Module quality may vary. Core modules like HTTP, TLS, and SSH appear well-tested, but lesser-used modules may have varying levels of protocol coverage and testing. If you’re scanning industrial control protocols like BACnet or Siemens S7, expect to read the module source code to understand exactly what’s being tested. The documentation for individual modules is sparse—most detail lives in the command-line help output (zgrab2 [module] -h) rather than comprehensive guides.

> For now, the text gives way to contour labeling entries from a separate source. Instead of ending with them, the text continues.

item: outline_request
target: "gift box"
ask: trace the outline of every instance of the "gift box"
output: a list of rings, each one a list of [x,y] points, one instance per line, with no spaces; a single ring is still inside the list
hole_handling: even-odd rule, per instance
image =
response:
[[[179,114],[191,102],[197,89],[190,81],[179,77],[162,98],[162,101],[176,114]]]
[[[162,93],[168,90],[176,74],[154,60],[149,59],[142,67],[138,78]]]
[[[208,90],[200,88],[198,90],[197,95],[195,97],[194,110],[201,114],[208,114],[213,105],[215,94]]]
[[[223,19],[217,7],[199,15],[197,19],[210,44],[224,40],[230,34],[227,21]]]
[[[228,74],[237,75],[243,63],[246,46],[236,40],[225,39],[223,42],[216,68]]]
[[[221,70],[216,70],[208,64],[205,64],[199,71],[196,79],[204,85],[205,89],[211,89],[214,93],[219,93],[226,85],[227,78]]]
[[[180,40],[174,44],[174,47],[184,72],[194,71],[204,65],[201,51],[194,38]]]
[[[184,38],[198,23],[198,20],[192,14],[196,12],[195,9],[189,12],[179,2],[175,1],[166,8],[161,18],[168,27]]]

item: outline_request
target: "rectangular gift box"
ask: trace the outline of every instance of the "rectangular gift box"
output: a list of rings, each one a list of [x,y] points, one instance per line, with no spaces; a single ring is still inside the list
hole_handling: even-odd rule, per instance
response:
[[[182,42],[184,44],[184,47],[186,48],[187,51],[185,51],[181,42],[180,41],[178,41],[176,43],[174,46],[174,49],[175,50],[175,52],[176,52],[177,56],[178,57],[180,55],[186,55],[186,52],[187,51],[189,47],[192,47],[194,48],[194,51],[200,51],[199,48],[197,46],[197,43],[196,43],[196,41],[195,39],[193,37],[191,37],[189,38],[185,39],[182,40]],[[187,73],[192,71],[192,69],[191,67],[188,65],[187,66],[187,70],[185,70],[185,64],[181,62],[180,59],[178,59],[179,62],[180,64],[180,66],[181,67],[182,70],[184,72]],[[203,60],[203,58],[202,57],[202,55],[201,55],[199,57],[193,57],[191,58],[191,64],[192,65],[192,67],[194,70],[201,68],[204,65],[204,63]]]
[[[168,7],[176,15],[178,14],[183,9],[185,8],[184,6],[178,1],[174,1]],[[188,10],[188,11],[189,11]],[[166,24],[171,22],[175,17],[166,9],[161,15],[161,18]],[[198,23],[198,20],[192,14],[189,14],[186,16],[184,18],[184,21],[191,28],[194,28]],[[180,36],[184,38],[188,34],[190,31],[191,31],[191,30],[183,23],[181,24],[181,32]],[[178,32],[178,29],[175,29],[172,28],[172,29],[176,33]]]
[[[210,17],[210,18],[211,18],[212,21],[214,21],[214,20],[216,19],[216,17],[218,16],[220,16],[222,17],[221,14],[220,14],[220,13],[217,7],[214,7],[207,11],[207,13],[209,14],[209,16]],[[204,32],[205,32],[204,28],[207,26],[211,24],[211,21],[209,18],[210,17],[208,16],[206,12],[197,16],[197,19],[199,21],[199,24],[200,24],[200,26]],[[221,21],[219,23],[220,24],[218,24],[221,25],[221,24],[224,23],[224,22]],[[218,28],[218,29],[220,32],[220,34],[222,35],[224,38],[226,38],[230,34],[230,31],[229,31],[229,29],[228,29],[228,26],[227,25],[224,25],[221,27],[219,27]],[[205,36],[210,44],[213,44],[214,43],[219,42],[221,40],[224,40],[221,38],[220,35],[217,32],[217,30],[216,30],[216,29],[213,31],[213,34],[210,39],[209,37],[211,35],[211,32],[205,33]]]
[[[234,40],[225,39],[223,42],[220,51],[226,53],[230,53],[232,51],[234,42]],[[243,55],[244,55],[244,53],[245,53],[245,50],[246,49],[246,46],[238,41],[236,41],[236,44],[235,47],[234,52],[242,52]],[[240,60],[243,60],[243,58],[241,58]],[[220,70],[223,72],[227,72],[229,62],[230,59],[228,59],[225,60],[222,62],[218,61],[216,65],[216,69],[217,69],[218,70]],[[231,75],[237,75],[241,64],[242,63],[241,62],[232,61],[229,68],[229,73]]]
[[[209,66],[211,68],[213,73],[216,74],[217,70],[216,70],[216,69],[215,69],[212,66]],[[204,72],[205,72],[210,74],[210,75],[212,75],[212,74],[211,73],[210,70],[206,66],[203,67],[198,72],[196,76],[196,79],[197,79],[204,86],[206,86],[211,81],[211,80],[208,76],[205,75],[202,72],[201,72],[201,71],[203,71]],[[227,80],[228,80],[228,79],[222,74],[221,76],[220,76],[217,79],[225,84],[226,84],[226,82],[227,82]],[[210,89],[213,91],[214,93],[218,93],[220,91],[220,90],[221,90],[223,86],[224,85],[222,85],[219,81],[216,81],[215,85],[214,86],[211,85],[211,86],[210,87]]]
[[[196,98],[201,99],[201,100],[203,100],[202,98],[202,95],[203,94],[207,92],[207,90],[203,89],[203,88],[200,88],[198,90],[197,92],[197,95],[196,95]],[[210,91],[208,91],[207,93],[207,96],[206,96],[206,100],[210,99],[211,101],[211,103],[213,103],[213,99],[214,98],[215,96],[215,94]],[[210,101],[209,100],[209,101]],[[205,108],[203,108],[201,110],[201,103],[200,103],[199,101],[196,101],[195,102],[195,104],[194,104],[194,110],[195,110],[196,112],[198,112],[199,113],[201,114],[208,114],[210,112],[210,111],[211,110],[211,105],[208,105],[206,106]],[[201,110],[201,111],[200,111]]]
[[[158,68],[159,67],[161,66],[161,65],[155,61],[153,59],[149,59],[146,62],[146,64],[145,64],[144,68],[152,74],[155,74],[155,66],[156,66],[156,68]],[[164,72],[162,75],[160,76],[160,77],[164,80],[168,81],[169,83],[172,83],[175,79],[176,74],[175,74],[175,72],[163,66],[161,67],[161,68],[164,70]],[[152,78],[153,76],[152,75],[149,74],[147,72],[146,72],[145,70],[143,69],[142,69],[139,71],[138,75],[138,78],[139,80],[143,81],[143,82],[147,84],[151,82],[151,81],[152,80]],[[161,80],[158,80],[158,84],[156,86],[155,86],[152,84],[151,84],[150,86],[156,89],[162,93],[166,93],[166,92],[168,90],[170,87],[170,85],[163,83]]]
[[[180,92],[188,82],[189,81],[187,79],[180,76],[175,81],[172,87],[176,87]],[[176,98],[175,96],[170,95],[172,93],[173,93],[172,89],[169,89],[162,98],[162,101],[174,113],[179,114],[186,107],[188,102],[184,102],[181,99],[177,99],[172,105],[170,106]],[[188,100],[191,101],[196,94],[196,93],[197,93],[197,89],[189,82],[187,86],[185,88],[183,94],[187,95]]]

The framework’s documentation also has rough edges. The README’s section on integration tests ends abruptly mid-sentence, and guidance for writing new modules is minimal. You’ll need Go proficiency to extend ZGrab2, and debugging failed scans often means diving into protocol-specific module code. The structured JSON output, while powerful, can become unwieldy when processing results from millions of targets—you’ll need to build your own analysis pipeline using tools like jq, database imports, or custom parsers. ZGrab2 captures the data brilliantly but provides no built-in analysis or reporting beyond raw JSON streams.
Verdict
Use ZGrab2 if you’re conducting Internet measurement research, security surveys requiring protocol-level detail, or asset discovery where you need complete handshake transcripts rather than simple reachability checks. It’s the right tool when scanning thousands to millions of hosts across diverse protocols and you plan to analyze behavioral patterns offline. The modular architecture and structured output make it ideal for academic research, infrastructure mapping, and security posture analysis at scale. Skip it for routine penetration testing (use specialized tools designed for authenticated exploitation), simple port scanning (nmap or masscan are faster and simpler), or when you need interactive protocol analysis (Wireshark provides better real-time inspection). Also avoid ZGrab2 if you lack the infrastructure and expertise to conduct ethical large-scale scanning—it’s a power tool that demands responsible use and proper operational setup.